The Gift: Party of One: The Loners' Manifesto by Anneli Rufus. Come on, that's, like, too perfect.
5. Zodiac Killer
A man of mystery who killed by numbers.
The Gift: Hardy Boys Secret-Code Activity Book, because every man is—at heart—a scared little boy, even maniacal, puzzle-lovin' killers.
6. David Berkowitz (AKA The Son of Sam)
Went barking mad—claimed the neighbor's dog made him do it.
The Gift: Marley & Me: Life and Love with the World's Worst Dog, by John Grogan. Every man needs a best friend—even if it is a hound from hell.
7. John Wayne Gacy
It was scary enough that this dude dressed like a clown—he had to be a murderer too.
The Gift: Scary Clowns by Essential Works. Enough said.
8. Jeffrey Dahmer
A man with complicated tastes—mostly for the flesh of other dudes.
The Gift: The Omnivore's Dilemma: A Natural History of Four Meals, by Michael Pollan. Although, I'm pretty sure Dahmer knew where his food came from.
9. Ed Gein
Real-life inspiration for Buffalo Bill, from Silence of the Lambs. Ad Hoc Dr. Frankenstein.

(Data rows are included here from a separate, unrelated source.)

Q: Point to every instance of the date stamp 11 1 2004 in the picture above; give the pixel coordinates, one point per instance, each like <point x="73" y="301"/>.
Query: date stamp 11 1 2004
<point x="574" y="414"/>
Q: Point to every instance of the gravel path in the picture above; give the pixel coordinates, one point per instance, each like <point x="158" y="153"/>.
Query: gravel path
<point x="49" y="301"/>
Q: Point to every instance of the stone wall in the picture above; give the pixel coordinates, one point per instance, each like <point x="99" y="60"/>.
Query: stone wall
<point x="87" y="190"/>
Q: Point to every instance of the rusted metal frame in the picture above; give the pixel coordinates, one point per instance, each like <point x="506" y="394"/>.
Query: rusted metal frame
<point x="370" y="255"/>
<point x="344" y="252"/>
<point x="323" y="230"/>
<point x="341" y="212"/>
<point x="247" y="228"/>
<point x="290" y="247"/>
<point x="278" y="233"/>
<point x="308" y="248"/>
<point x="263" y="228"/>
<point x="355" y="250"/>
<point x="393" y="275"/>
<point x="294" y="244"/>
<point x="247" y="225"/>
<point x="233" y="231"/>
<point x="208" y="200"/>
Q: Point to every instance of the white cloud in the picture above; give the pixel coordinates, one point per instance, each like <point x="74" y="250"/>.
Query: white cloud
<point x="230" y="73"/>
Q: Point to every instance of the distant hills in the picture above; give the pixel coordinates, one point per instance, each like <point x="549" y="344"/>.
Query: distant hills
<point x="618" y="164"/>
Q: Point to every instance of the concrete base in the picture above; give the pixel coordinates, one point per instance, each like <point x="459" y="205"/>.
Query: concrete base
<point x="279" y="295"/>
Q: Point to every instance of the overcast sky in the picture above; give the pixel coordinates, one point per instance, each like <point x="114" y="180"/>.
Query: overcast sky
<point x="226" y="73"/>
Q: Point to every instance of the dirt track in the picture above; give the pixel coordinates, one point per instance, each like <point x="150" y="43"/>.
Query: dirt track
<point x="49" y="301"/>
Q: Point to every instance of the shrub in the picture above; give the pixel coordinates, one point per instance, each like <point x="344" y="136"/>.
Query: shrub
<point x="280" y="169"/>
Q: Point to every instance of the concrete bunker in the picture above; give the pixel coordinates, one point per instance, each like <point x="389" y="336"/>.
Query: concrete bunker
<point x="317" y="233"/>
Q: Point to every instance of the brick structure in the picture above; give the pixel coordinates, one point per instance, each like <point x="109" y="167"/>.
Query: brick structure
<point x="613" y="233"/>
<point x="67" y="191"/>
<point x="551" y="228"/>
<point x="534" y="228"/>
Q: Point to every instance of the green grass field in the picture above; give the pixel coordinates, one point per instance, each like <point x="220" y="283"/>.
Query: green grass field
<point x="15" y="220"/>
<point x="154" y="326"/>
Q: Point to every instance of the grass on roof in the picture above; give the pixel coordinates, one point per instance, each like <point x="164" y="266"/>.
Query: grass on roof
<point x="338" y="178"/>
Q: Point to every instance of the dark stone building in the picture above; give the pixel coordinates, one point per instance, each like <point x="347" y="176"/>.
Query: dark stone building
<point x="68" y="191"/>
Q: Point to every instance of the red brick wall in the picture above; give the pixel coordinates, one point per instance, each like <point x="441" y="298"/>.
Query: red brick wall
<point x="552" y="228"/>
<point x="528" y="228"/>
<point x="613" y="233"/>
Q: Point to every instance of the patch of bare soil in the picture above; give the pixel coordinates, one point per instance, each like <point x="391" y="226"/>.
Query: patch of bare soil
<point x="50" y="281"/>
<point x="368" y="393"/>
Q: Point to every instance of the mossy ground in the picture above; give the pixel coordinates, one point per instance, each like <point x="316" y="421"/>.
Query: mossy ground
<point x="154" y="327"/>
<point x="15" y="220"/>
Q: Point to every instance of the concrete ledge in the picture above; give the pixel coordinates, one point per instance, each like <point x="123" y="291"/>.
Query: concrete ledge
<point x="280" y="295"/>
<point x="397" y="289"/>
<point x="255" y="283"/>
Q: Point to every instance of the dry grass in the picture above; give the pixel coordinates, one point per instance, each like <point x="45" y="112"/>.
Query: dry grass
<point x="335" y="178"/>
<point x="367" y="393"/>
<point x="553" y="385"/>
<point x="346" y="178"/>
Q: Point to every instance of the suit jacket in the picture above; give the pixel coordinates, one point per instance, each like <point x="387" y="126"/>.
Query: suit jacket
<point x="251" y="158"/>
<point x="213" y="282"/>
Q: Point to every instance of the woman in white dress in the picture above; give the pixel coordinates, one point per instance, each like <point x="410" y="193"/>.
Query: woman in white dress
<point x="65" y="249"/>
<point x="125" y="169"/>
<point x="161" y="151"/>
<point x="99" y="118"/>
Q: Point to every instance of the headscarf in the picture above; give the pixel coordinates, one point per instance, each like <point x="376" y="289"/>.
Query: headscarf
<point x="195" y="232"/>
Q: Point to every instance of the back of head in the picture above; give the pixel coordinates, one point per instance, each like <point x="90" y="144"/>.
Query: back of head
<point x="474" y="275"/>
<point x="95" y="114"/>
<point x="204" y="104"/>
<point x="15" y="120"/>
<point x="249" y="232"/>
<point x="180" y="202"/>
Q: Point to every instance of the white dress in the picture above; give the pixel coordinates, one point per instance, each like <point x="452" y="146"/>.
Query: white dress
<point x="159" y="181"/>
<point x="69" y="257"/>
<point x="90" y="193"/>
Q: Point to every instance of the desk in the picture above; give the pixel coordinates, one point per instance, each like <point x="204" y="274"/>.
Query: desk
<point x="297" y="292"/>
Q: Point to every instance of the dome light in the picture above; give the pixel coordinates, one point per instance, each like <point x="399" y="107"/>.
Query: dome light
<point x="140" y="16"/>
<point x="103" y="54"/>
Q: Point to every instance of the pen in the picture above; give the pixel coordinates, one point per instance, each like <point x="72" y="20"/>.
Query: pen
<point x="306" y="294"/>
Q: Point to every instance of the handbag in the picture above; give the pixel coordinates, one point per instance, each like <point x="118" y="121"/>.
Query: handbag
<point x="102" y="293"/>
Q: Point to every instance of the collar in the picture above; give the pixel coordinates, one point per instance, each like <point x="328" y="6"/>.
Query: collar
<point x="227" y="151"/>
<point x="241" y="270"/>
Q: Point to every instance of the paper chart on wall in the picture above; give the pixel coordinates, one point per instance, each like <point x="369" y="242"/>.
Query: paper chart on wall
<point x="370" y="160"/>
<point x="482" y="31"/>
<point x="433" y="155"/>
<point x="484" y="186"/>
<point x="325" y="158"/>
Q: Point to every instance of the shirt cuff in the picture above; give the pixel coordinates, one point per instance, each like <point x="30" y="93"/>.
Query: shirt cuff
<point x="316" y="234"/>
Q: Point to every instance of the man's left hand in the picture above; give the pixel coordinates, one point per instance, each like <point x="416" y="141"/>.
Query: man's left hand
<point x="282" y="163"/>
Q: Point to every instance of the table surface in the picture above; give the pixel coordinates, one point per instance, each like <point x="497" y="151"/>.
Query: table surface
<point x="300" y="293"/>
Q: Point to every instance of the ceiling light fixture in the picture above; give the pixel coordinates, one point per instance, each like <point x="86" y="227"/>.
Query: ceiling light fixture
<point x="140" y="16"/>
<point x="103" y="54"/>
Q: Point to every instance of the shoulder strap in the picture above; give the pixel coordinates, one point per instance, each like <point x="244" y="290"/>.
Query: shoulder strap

The Gift: Patchwork Girl, by Shelley Jackson. Although the girl-on-girl action would totally wig out his Bible-thumpin' mama.
10. Belle Gunness
A serious black widow—Gunness put out an ad for suitors in the local papers and killed the respondents, feathering her nest with the contents of their wallets. Forget gold digger—this lady was one serious gravedigger.
The Gift: The 10 Commandments of Marriage, by Ed Young and Beth Moore. It probably doesn't say anything like, "Thou shalt not murder thine husband for cash," but it should, right?